Incomplete knowledge of the stratum corneum conductivity is probably the main reason also for inconsistencies regarding the optimization of different HV–LV pulse combinations. According to the model, the amplitude of HV pulse is more important for electrotransfer efficiency than the amplitude of LV pulse, contrary to experimental results of luciferase expression. This inconsistency may arise from a difference in the LTR density, which is associated with the HV pulse amplitude. However, this parameter was not studied more in detail, since introducing additional LTRs to the geometry would prolong the already time consuming simulations. Also, other parameters of which importance remains to be investigated, in addition to the parameters mentioned at the beginning of the discussion (the delivery site, pH changes, plasmid concentration), should not be overlooked. For instance, the amount of conductive gel and precise administration of a plasmid volume, to name additional few experimental variables that need to be controlled or their influence evaluated.

Conclusion

A three dimensional numerical model was built describing gene electrotransfer to skin.

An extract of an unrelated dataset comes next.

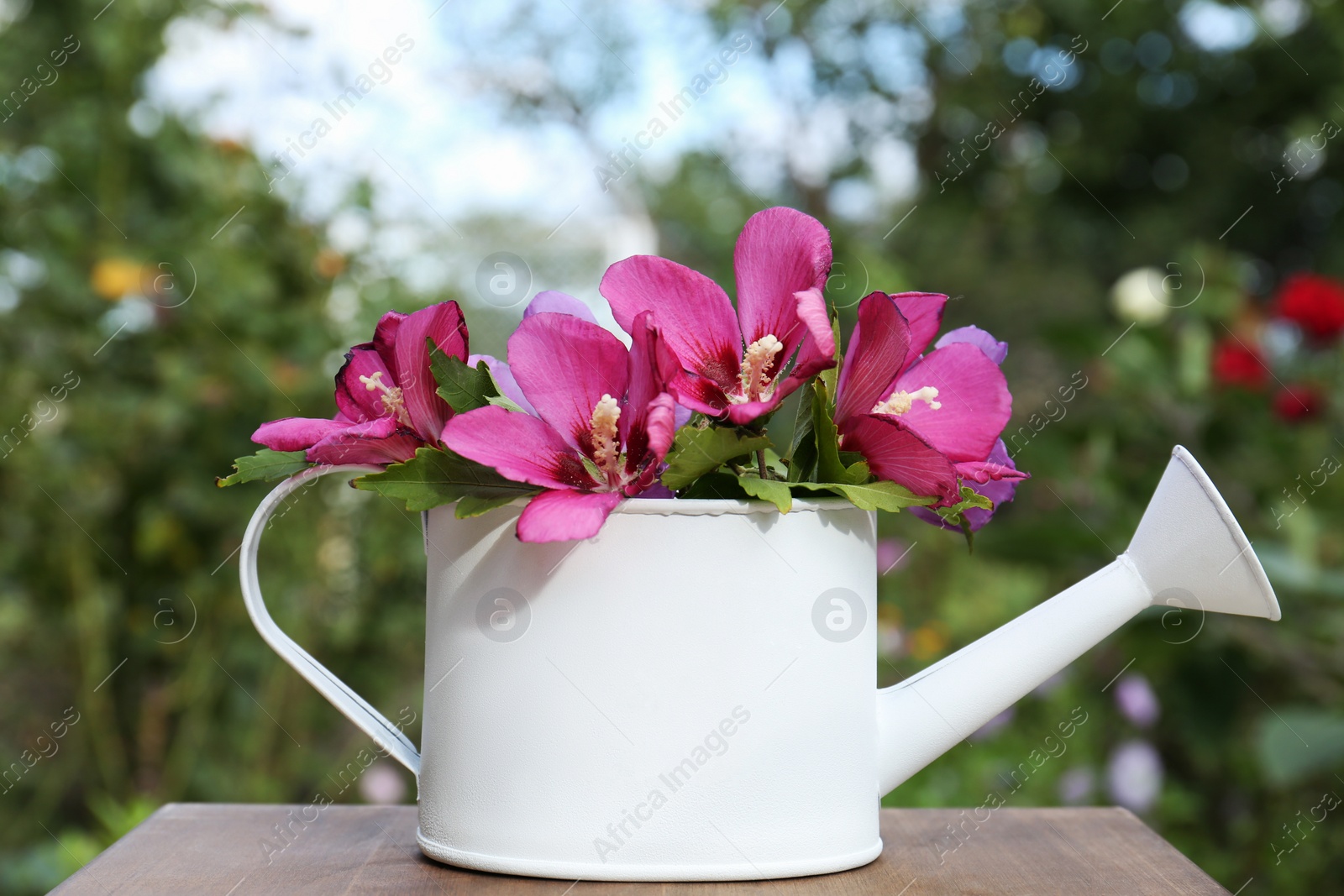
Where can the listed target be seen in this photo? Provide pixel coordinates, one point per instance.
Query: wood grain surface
(195, 848)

The model simulates the electrophoretic movement of plasmid DNA through the nonuniform distribution of electric field and thus, enables to assess the volume of transfected cells. However, simulation results failed to explain the differences between different types of electrodes and pulse combinations, observed in experiments reported previously [17]. The increase in electrical conductivity of the stratum corneum due to electroporation was identified as one of the critical parameters of the model. Therefore, a better understanding of stratum corneum electroporation as well as other variables and processes involved in gene electrotransfer is required to obtain more accurate results.